The qualified trust services sector has expressed concerns over the move and the consequence for citizens, as a number of extensively used eID schemes within Europe not only have an assurance level ‘substantial’, but are also the preferred method of identity verification for citizens, due to their increased user-friendliness.
Even for countries with notified eIDs level of assurance (LoA) high, the most predominantly used eID systems throughout Europe are fully digital and with a LoA substantial. As detailed in the open letter, some examples of successful LoA substantial systems are:
The SPID identification scheme in Italy, with 33 million active citizens;
The Swedish BankID and FrejaID+1, with over 8 million users;
The Danish NemID/MitID, with more than 5 million citizens;
And the French FranceConnect, with over 41 million users, which is also in the phase of update from LoA low to LoA substantial.
The numbers and statistics highlight that countries with a LoA substantial eID scheme saw a growing adoption and use of it, creating value to citizens and a rich environment for Qualified Trust Service Providers (QTSPs) for the issuance of Qualified Certificates that help enhance the overall security level of electronic transactions.
Even though LoA high schemes of the likes of the Italian Electronic Identity Card CIE and the German Personalausweis exist, they are restricted by a lack of user-friendliness, with a multitude of citizens having these identity cards, but not using them actively for qualified signatured or for accessing public services.

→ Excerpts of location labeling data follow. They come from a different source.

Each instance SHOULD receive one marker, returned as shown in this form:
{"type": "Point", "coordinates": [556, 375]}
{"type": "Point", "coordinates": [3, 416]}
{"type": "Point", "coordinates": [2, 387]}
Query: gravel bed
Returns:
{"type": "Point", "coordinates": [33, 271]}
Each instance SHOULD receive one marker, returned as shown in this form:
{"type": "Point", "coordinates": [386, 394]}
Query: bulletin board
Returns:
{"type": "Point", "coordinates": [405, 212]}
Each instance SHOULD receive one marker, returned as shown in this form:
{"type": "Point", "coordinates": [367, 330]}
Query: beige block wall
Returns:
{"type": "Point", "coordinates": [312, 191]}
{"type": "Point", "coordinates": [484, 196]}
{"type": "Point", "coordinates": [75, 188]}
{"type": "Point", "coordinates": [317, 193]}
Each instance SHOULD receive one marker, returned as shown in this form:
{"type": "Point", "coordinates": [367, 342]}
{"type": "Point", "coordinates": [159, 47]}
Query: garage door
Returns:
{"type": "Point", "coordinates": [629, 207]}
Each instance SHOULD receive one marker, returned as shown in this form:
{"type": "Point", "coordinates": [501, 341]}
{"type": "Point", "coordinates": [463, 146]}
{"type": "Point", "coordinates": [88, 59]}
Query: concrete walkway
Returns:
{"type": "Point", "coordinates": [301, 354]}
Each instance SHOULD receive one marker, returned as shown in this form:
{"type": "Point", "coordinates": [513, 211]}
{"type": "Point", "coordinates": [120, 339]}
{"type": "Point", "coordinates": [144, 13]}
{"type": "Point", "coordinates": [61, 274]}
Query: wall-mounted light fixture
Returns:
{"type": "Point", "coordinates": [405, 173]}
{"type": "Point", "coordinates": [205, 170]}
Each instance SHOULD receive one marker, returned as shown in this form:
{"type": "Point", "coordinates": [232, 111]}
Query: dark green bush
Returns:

Relying on a physical card with a chip, generally with NFC function, a LoA high eID scheme can be read with compatible handsets or smart-card readers only. This implies a complex process both on the side of the user and of the maintenance teams, a fact highlighted by statistics that show how in Germany each citizen has an identity card (over 60 million), while the eID function has been used only 11 million times in 2021, as opposed to the usage of SPID, which saw 1 billion transactions.
Members of the organisations that have issued the open letter have the concern that should the LoA ‘substantial’ be removed, existing popular schemes will have to stop being used.
The EU direction is that Qualified Electronic Signatures (QES) are the preferred signature level nationally and for cross-border communication. The current text proposed for Art.24 is believed to jeopardise the mainstream availability of QES with severe consequences for both citizens and stakeholders.
In spite of policy makers’ expectation that the move will result in increased adoption of LoA high schemes of the likes of the eIDAS 2 wallet, the CSC’s and other organizations’ experience suggest that citizens and the market will opt for user friendliness and move from qualified trust services, which are believed will become less easy to obtain, towards less regulated options with a reduced level of security (advanced signatures). The belief is that the predominant driver behind the shift will be simplicity within the identification process, although at the expense of security.
For the above-mentioned reasons and more, delineated in the open letter, policymakers are urged by the CSC together with the other organisation to have the assurance level ‘substantial’ in article 24 reinstated (in line with the Commission’s initial proposal), and to revisit the issue in the time to come, following further assessment of the LoA ‘high’ feasibility.